Apparently they don’t serve coffee. They serve espresso and all the bla bla drinks. They’ll do up an Americano, they serve something called a Jet Fuel. But coffee? There’s no coffee here, idiot.
Whatever. That’s the magic of Jet Fuel.
Wednesday
Today is the day that lists and lists of files, with indecipherable names like 0002Q9.MXF and 0004ZG.MXF become pictures. Moving pictures, in lovely HD, sometimes with a bit of sound attached. The talented and attractive Andrew sits in the official Girls on Top edit suite, sorting through the lists and the files called 0005AY.MXF, transforming them all into hours and hours of material, eyesight failing incrementally with each click of his mouse.
The edit suite isn’t really a suite per se, it’s just a large table piled with drives and monitors, stuck in the corner of the administrative office of one of my favourite t.o. filmmakers. She’s generously supporting the film in several ways – and allowing us to set up shop and cramp Dusty’s style is just one of them.
But what I really want to say is HOT DAMN IT’S EXCITING! How wondrous to finally see files become pictures, pictures we can bend and carve and shape into something beautiful.
Thursday
Nothing like reclining on the sofa with a plate of Kraft Dinner – well actually the President’s Choice facsimile, purchased from the rat-infested Loblaws in my ‘hood – to watch an episode of Kath & Kim. Everyone without a life watches The Office and the Tina Fey Show, I mean 30 Rock.

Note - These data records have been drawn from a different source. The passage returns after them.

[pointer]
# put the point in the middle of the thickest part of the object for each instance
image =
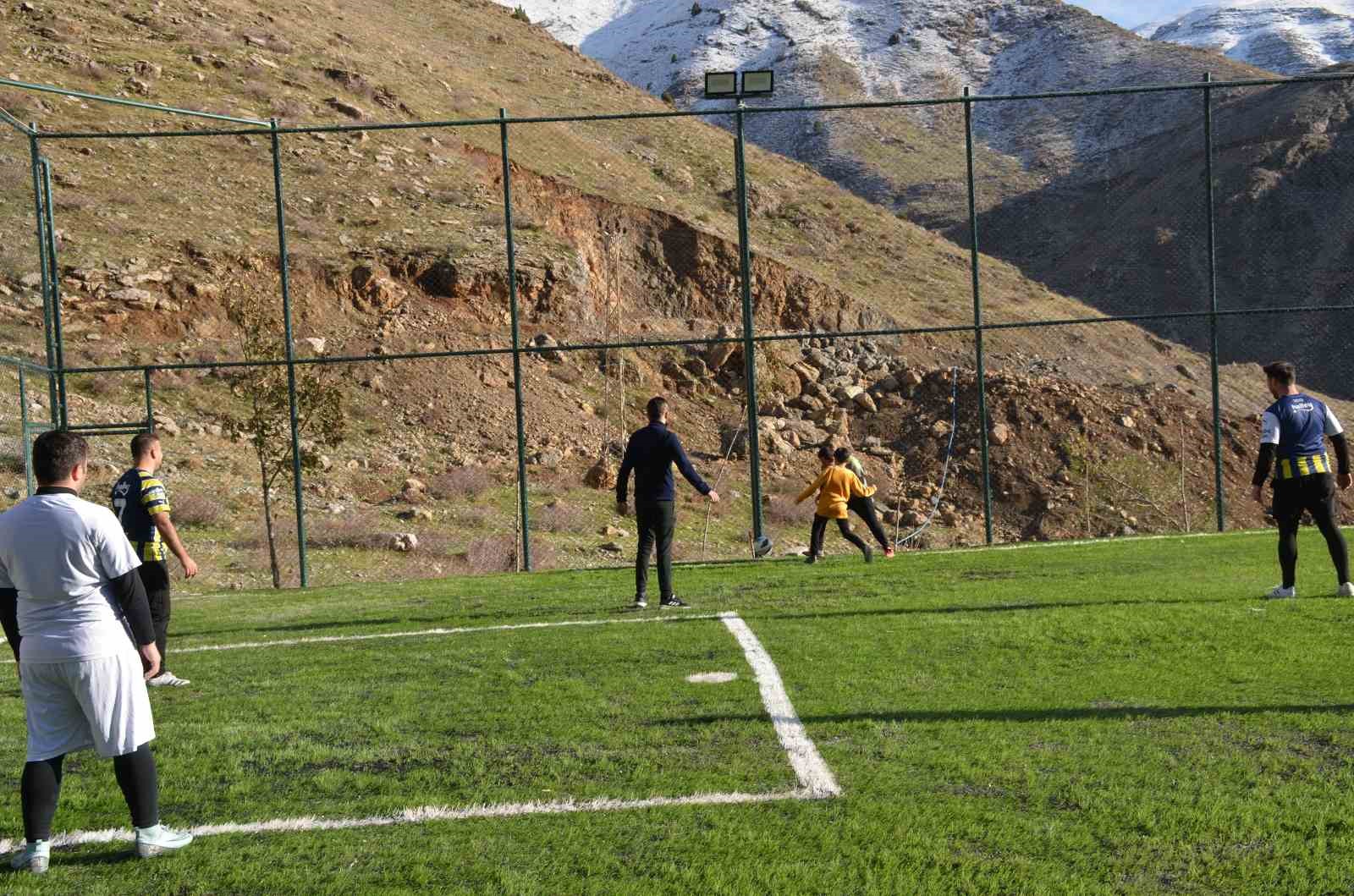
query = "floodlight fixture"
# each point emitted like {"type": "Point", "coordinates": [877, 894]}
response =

But I’m wondering if anyone other than me is delighting in the trying-too-hard Kath & Kim. It started out badly, but now it’s finding its feet, in all likelihood just weeks before it gets cancelled.

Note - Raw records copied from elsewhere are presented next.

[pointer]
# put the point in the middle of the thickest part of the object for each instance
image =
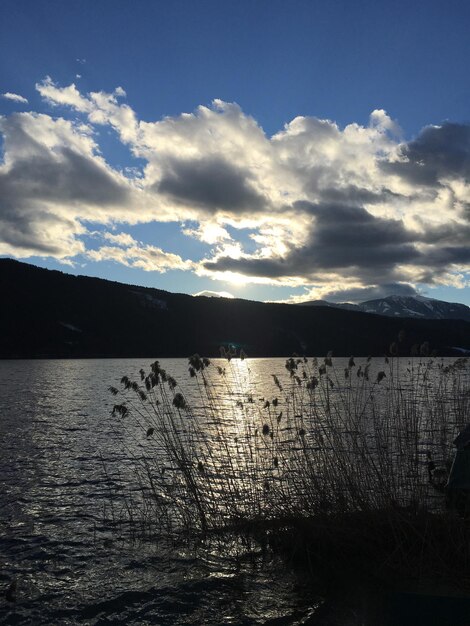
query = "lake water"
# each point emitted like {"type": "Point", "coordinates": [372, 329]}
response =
{"type": "Point", "coordinates": [69, 566]}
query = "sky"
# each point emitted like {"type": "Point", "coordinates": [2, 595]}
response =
{"type": "Point", "coordinates": [276, 151]}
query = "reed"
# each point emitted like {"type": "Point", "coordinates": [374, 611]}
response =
{"type": "Point", "coordinates": [351, 461]}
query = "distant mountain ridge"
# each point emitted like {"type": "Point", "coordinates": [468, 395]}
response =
{"type": "Point", "coordinates": [418, 307]}
{"type": "Point", "coordinates": [49, 314]}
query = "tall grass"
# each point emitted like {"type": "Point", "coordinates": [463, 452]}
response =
{"type": "Point", "coordinates": [355, 458]}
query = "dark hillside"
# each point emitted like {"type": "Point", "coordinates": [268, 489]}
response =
{"type": "Point", "coordinates": [50, 314]}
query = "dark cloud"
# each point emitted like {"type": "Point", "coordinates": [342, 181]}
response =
{"type": "Point", "coordinates": [355, 196]}
{"type": "Point", "coordinates": [437, 152]}
{"type": "Point", "coordinates": [210, 183]}
{"type": "Point", "coordinates": [342, 238]}
{"type": "Point", "coordinates": [362, 294]}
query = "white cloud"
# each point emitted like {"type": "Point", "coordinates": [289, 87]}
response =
{"type": "Point", "coordinates": [14, 97]}
{"type": "Point", "coordinates": [145, 257]}
{"type": "Point", "coordinates": [214, 294]}
{"type": "Point", "coordinates": [357, 206]}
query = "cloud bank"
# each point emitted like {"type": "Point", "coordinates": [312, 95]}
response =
{"type": "Point", "coordinates": [343, 212]}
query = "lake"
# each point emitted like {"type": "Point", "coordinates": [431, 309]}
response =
{"type": "Point", "coordinates": [70, 566]}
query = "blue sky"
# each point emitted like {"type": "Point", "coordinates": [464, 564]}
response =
{"type": "Point", "coordinates": [273, 150]}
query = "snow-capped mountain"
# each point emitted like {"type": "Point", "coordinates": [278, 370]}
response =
{"type": "Point", "coordinates": [405, 306]}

The cast rocks, though it’s a little kooky that in real life, mom Kath is only eight years older than daughter Kim. As much as I love Selma Blair she’s at least a decade too old for the gig.
Friday
Thank god it’s Friday. And thank god for the Ontario Arts Council. There’ll be no more contaminated macaroni and cheese product in this house – it’s time to put on my good jeans and treat sk to a martini.